Mal: There's plenty orders of mine that she didn't obey. Wash: Name one! Mal: She married you!

'War Stories'


Spike's Bitches 42: Which question do you want me to answer first?  

[NAFDA] Spike-centric discussion. Lusty, lewd (only occasionally crude), risqué (and frisqué), bawdy (Oh, lawdy!), flirty ('cuz we're purty), raunchy talk inside. Caveat lector.


Laga - Sep 02, 2008 3:14:51 pm PDT #4136 of 10001
You should know I'm a big deal in the Resistance.

in ridiculously bad for you food news I just noticed that the packet that came with my Popeyes bicuit said "honey sauce ". Sauce? I thought, what do you put in honey sauce? So I peeked at the ingredients. HMOG you put every different type of sugar you can think of. What is wrong with you Popeyes? Why can't you just put honey in a packet? One ingredient, bam! you're done. And it never spoils. Sheesh to the nth degree.


Barb - Sep 02, 2008 3:18:27 pm PDT #4137 of 10001
“Not dead yet!”

What is wrong with you Popeyes?

It's Southern? I mean, why have a biscuit when you can have it slathered with gravy and sausage or why have a plain waffle when you can have it with fried chicken and more gravy.

Excess, thy name is Southern cooking.


Dana - Sep 02, 2008 3:21:15 pm PDT #4138 of 10001
I haven't trusted science since I saw the film "Flubber."

No kind of sauce should go with Popeye's biscuits. They are perfection in themselves. Or they used to be, and if they've fucked them up, I will be grumpy.


Laga - Sep 02, 2008 3:22:00 pm PDT #4139 of 10001
You should know I'm a big deal in the Resistance.

Excess, thy name is Southern cooking.

Oh yes, I ate all the crispy fried skin with my chicken. I enjoyed the coating of butter that made my biscuit extra greasy and crunchy. I get that. But I really don't get adding sugar to honey. Isn't honey perfect as-is?.. oh wait, I think I do get it. Honey's expensive ain't it?


juliana - Sep 02, 2008 3:22:19 pm PDT #4140 of 10001
I’d be lying if I didn’t say that I miss them all tonight…

Or they used to be, and if they've fucked them up, I will be grumpy.

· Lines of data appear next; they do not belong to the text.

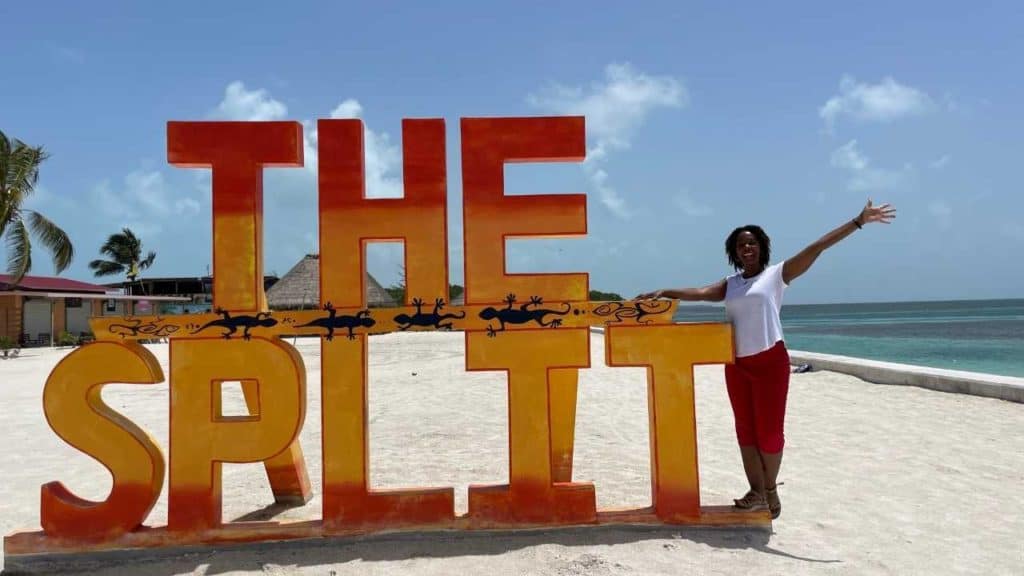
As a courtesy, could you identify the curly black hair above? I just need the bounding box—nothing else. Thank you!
[725,225,771,271]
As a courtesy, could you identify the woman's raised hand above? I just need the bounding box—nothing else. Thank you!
[859,199,897,225]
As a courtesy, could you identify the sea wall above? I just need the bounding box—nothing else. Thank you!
[787,350,1024,404]
[589,327,1023,403]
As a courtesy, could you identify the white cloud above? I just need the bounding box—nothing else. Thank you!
[528,63,686,219]
[83,83,402,280]
[529,63,687,144]
[820,75,932,132]
[22,184,77,211]
[326,98,402,198]
[204,83,404,279]
[214,81,287,121]
[91,169,202,236]
[830,140,912,192]
[930,154,951,169]
[587,164,628,218]
[330,99,363,119]
[124,170,170,214]
[672,190,712,217]
[175,197,201,214]
[210,84,402,199]
[831,140,869,172]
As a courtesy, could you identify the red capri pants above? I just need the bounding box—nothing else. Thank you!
[724,340,790,453]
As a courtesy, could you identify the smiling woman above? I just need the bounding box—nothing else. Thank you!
[637,199,896,520]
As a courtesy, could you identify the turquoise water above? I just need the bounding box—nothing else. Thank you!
[673,299,1024,378]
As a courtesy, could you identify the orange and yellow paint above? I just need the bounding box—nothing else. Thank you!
[5,116,766,561]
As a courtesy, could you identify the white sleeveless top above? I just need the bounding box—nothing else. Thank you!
[724,261,788,358]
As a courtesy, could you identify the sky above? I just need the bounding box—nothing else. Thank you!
[2,1,1022,305]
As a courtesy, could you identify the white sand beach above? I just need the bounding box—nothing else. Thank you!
[2,331,1022,575]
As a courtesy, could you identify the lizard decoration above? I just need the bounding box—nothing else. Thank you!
[296,302,376,340]
[188,308,278,340]
[592,300,674,325]
[91,300,679,341]
[393,297,466,331]
[108,317,181,339]
[478,294,572,337]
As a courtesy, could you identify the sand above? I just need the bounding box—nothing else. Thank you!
[1,331,1022,575]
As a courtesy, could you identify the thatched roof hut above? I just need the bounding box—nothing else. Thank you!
[267,254,397,309]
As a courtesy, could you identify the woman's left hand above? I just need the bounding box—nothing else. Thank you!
[858,199,897,225]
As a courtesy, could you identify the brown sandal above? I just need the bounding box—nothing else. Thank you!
[733,490,767,511]
[766,485,781,519]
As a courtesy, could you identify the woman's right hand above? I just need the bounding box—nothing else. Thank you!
[635,289,663,300]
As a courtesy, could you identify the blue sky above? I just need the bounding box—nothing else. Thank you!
[3,1,1022,304]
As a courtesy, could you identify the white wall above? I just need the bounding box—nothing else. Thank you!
[22,298,52,344]
[65,300,91,335]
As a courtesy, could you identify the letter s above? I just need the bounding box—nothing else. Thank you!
[41,342,165,540]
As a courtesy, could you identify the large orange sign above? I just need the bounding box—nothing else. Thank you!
[5,116,766,562]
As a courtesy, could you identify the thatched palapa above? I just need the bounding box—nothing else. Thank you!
[267,254,396,309]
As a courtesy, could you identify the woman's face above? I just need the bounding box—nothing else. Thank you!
[735,230,761,270]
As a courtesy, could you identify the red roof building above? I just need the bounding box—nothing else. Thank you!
[0,274,188,347]
[0,274,111,294]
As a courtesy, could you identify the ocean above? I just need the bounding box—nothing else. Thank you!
[673,299,1024,378]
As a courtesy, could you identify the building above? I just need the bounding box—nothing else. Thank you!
[102,276,280,315]
[0,274,187,346]
[266,254,396,309]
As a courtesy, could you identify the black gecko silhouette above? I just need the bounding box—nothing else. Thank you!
[592,300,673,325]
[297,302,376,340]
[190,308,278,340]
[478,294,571,337]
[393,297,466,331]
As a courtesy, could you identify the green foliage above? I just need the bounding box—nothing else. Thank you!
[0,335,14,350]
[387,268,462,305]
[57,331,79,347]
[589,289,625,301]
[89,227,156,281]
[0,130,75,283]
[385,285,406,304]
[449,284,464,301]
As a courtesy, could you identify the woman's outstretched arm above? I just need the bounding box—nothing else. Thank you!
[636,278,727,302]
[782,199,896,285]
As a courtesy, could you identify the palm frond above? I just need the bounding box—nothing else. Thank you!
[99,229,142,262]
[6,140,47,200]
[26,210,73,273]
[88,259,125,277]
[0,130,11,192]
[141,250,156,270]
[0,203,15,240]
[5,218,32,283]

They haven't as of about a week ago. And no, nothing should go on the biscuits. I'm surprised they don't exude butter as it is.

OMG, I want Popeye's now.


Hil R. - Sep 02, 2008 3:22:41 pm PDT #4141 of 10001
Sometimes I think I might just move up to Vermont, open a bookstore or a vegan restaurant. Adam Schlesinger, z''l

My first day of classes went OK. I taught three recitation sections today. The first one was at 8, so I took a nap between the first and the second. All of them went fairly well.

Now I'm watching 90210.


Lee - Sep 02, 2008 3:24:36 pm PDT #4142 of 10001
The feeling you get when your brain finally lets your heart get in its pants.

OMG, I want Popeye's now.

ME TOO. We should make it a weekend plan.

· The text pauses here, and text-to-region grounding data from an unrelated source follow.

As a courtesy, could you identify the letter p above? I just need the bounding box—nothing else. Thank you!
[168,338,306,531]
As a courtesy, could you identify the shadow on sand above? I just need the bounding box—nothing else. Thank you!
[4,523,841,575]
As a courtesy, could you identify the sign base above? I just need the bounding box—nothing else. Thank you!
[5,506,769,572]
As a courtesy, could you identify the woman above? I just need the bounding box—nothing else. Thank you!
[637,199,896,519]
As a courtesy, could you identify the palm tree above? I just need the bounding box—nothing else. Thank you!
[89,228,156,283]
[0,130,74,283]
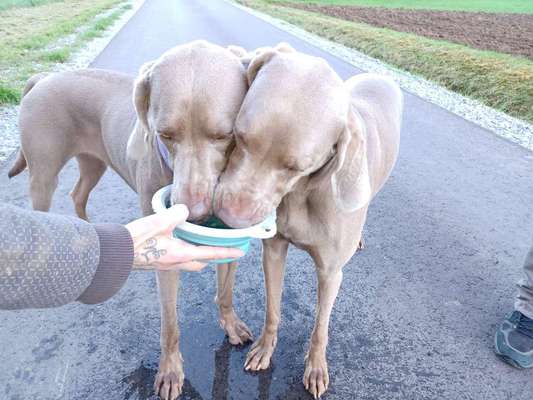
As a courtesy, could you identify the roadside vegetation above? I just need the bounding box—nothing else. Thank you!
[267,0,533,14]
[0,0,62,12]
[0,0,131,105]
[237,0,533,123]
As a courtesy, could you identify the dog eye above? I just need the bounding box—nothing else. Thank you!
[158,133,172,140]
[286,164,304,173]
[212,134,230,141]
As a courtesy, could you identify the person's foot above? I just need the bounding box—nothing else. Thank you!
[495,311,533,368]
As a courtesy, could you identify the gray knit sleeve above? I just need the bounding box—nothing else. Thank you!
[0,203,100,309]
[77,223,133,305]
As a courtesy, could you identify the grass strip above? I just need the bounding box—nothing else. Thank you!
[266,0,533,14]
[0,0,129,105]
[0,0,64,12]
[237,0,533,123]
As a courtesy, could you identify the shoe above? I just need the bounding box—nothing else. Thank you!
[495,311,533,369]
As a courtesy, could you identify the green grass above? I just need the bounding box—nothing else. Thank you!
[268,0,533,14]
[0,86,19,103]
[41,48,71,62]
[0,0,129,105]
[81,5,130,40]
[0,0,63,12]
[238,0,533,122]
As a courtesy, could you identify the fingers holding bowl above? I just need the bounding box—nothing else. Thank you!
[164,238,243,262]
[184,243,245,262]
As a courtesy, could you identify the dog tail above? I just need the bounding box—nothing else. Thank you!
[8,74,48,179]
[8,150,27,178]
[22,72,48,98]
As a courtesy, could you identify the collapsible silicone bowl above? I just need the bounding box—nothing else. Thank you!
[152,185,277,264]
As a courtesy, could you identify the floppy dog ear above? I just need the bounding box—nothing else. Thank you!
[227,45,253,70]
[308,109,371,212]
[274,42,295,53]
[332,110,371,212]
[127,61,154,160]
[227,45,247,58]
[247,49,276,86]
[247,43,295,85]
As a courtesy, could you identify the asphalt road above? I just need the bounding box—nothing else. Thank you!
[1,0,532,399]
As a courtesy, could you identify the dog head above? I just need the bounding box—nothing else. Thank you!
[127,40,248,221]
[214,45,371,228]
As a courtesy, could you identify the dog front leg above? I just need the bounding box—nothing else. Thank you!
[245,235,289,371]
[154,270,184,400]
[216,261,253,345]
[303,261,343,399]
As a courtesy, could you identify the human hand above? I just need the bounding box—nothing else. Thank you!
[125,204,244,271]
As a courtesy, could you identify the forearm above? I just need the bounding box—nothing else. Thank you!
[0,204,133,309]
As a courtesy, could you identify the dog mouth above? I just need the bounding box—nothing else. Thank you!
[215,205,273,229]
[189,214,211,224]
[168,195,212,223]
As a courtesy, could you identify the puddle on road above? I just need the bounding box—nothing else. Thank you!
[119,338,308,400]
[120,360,213,400]
[118,270,312,400]
[121,361,157,400]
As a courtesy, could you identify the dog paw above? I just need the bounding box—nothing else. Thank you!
[154,352,184,400]
[303,352,329,399]
[219,311,253,345]
[244,332,277,371]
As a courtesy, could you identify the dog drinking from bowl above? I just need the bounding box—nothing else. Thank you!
[8,40,252,400]
[214,43,403,398]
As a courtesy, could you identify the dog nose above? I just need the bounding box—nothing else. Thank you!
[215,190,265,228]
[188,201,210,221]
[172,185,211,221]
[216,207,255,228]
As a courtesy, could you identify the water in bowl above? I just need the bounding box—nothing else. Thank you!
[164,198,231,230]
[199,215,230,229]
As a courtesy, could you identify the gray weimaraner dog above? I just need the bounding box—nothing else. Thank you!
[214,44,403,398]
[8,40,252,400]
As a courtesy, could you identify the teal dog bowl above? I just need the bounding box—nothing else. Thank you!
[152,185,277,264]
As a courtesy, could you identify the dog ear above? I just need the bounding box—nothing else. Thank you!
[247,43,295,85]
[332,110,371,212]
[227,45,253,70]
[274,42,296,53]
[307,109,371,212]
[127,61,154,160]
[134,61,154,133]
[227,45,247,58]
[247,49,276,86]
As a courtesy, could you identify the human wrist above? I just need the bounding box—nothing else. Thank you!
[77,223,134,304]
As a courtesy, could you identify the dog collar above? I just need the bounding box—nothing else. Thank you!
[156,135,173,171]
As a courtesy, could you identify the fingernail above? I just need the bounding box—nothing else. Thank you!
[169,203,188,212]
[167,204,189,218]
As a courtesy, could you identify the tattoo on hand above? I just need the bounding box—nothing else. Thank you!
[134,237,167,265]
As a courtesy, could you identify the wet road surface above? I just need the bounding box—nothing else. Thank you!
[1,0,533,399]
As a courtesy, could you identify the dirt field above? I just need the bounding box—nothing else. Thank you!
[283,3,533,59]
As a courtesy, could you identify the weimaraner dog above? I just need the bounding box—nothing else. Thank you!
[214,44,403,398]
[8,40,252,400]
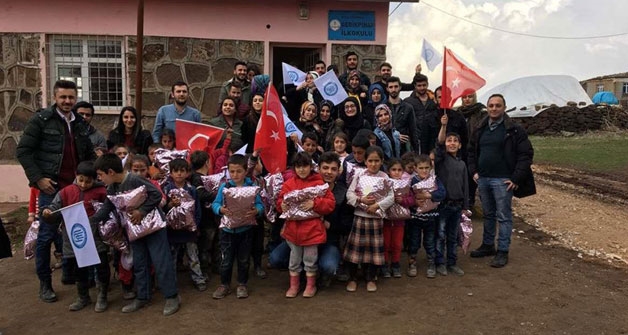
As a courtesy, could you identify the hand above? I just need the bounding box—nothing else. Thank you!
[361,195,376,206]
[415,190,431,200]
[95,148,105,157]
[220,206,233,216]
[252,149,261,157]
[415,64,422,73]
[399,134,409,144]
[41,209,52,219]
[299,200,314,212]
[394,195,403,203]
[37,178,57,195]
[441,114,448,126]
[129,210,143,225]
[289,133,299,144]
[225,128,234,139]
[366,203,380,214]
[27,215,35,224]
[473,173,479,183]
[297,81,308,91]
[245,208,258,220]
[324,220,331,229]
[151,169,165,180]
[360,92,366,98]
[504,179,519,191]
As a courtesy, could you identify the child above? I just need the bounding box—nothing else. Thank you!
[401,152,417,180]
[434,113,469,276]
[160,128,176,150]
[41,161,110,312]
[332,132,349,162]
[276,152,335,298]
[246,152,268,279]
[211,154,264,299]
[147,143,165,180]
[113,144,130,168]
[163,158,206,291]
[90,153,180,316]
[407,155,445,278]
[301,132,321,162]
[344,146,394,292]
[339,135,370,188]
[382,158,414,278]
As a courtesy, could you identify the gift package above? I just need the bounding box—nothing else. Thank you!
[165,188,197,232]
[93,201,128,252]
[154,148,189,186]
[355,174,391,218]
[219,186,260,229]
[412,174,440,214]
[279,184,329,220]
[108,186,167,242]
[261,172,283,223]
[345,161,366,186]
[23,221,39,260]
[458,213,473,254]
[386,179,412,220]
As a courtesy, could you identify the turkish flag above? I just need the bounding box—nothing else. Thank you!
[440,48,486,109]
[175,119,225,152]
[254,84,287,173]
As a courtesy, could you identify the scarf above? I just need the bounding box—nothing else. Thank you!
[339,96,364,136]
[375,104,393,131]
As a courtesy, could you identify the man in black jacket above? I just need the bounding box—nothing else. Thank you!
[386,76,419,154]
[338,51,371,88]
[16,80,96,303]
[468,94,535,268]
[404,74,439,154]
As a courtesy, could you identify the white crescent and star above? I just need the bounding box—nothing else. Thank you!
[452,77,461,88]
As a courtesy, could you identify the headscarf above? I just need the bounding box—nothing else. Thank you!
[307,71,320,103]
[374,104,393,131]
[339,96,364,139]
[317,100,335,133]
[300,101,317,121]
[368,82,388,106]
[251,74,270,96]
[346,70,361,94]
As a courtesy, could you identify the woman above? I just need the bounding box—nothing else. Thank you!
[345,70,367,111]
[458,91,486,141]
[285,71,323,122]
[339,96,371,143]
[296,101,322,140]
[317,100,336,150]
[209,97,245,151]
[363,83,388,128]
[242,93,264,153]
[107,106,152,155]
[373,104,401,160]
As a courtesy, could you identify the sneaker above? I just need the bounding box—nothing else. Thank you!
[236,285,249,299]
[212,285,231,299]
[163,295,180,316]
[392,267,402,278]
[470,243,497,258]
[407,263,417,277]
[366,281,377,292]
[346,281,357,292]
[381,266,392,279]
[255,267,268,279]
[194,282,207,292]
[121,299,148,313]
[490,251,509,268]
[426,264,436,278]
[436,264,448,276]
[447,265,465,276]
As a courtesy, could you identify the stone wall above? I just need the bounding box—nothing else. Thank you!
[513,105,628,135]
[0,34,42,160]
[332,44,386,84]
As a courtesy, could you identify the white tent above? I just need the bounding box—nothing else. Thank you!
[479,75,593,117]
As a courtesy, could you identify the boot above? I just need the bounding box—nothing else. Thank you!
[470,243,497,258]
[121,283,136,300]
[94,283,108,313]
[69,283,91,311]
[302,273,317,298]
[285,272,300,298]
[39,280,57,303]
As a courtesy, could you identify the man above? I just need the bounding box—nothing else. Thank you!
[17,80,96,303]
[404,74,439,154]
[468,94,535,268]
[314,60,327,77]
[338,51,371,88]
[420,86,468,158]
[217,81,250,120]
[73,101,107,156]
[386,76,419,154]
[218,61,251,106]
[152,81,201,143]
[377,62,418,97]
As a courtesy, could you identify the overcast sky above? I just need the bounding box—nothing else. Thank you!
[386,0,628,96]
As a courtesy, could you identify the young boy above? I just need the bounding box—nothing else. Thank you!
[407,155,446,278]
[211,154,264,299]
[163,158,206,291]
[42,161,110,312]
[147,143,164,180]
[338,134,370,188]
[90,153,180,316]
[301,132,321,162]
[434,113,470,276]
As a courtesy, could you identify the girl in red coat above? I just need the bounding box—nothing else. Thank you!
[276,152,335,298]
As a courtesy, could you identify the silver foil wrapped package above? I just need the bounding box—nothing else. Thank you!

Gadget_Girl - Sep 02, 2008 3:27:27 pm PDT #4143 of 10001
Just call me "Siouxsie Shunshine".

ChiKat, there are about 60 teachers at my school and about 1300 students.

Askye's nephew pictures have killed me ded.

OMG, I want Popeye's now.

Must. Get. Some. Now! (I just remembered I am trapped in a crappy Southern town. We don't even have a Popeye's.)

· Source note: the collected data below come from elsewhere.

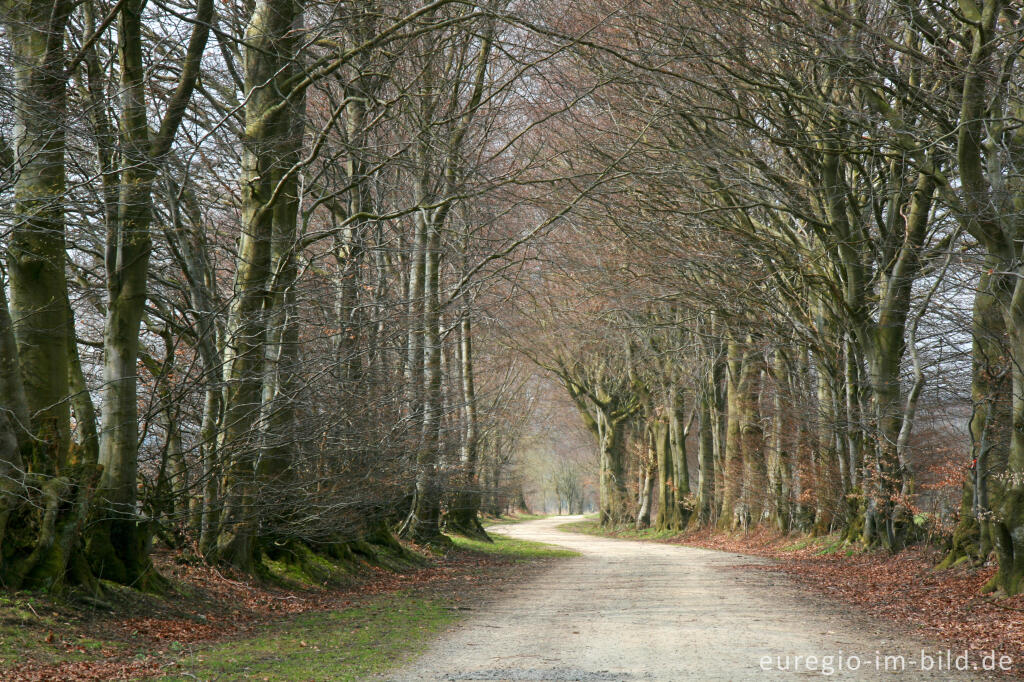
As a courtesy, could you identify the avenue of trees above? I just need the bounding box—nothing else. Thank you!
[512,0,1024,597]
[0,0,583,591]
[3,0,1024,602]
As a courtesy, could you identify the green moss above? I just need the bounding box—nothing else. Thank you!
[814,537,852,556]
[555,518,678,541]
[449,534,579,560]
[262,545,356,589]
[781,535,838,552]
[0,600,130,668]
[480,513,548,528]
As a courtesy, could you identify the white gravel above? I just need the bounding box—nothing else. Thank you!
[382,516,998,681]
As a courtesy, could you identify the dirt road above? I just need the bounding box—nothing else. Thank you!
[384,516,996,680]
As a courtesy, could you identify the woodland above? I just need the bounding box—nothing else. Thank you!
[2,0,1024,625]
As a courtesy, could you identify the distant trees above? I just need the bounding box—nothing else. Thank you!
[507,0,1024,597]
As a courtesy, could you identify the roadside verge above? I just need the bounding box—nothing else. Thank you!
[3,533,577,681]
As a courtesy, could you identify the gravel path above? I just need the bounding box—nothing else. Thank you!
[383,516,998,681]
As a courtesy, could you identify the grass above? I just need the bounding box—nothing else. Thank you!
[157,532,575,681]
[479,512,549,528]
[161,592,458,681]
[0,593,130,669]
[450,534,579,560]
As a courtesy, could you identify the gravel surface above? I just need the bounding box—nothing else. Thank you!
[383,516,998,681]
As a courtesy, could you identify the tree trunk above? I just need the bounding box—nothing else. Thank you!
[162,182,224,547]
[669,385,691,526]
[993,288,1024,594]
[447,315,488,539]
[940,265,1009,569]
[88,0,212,586]
[636,457,653,530]
[954,0,1024,594]
[598,410,631,526]
[814,357,838,535]
[0,0,104,592]
[720,338,743,529]
[712,359,726,520]
[212,0,301,570]
[697,387,715,525]
[0,280,29,560]
[402,212,445,544]
[768,348,790,531]
[5,0,74,477]
[654,418,681,530]
[738,341,765,529]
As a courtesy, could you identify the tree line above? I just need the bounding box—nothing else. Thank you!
[0,0,590,591]
[3,0,1024,602]
[511,0,1024,598]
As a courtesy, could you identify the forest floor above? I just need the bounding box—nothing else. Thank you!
[0,520,572,681]
[561,517,1024,677]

Barb - Sep 02, 2008 3:29:00 pm PDT #4144 of 10001
“Not dead yet!”

I had a Hardee's steak, egg, and cheese biscuit for breakfast yesterday. My arteries are still feeling the clog.

But now I want fried chicken. Oddly enough, Publix makes a dandy fried chicken. There's also a Church's up the road.

Good thing I'm in my jammies.


Dana - Sep 02, 2008 3:33:30 pm PDT #4145 of 10001
I haven't trusted science since I saw the film "Flubber."

I'm trapped in a crappy Northern town. I don't have Popeye's either.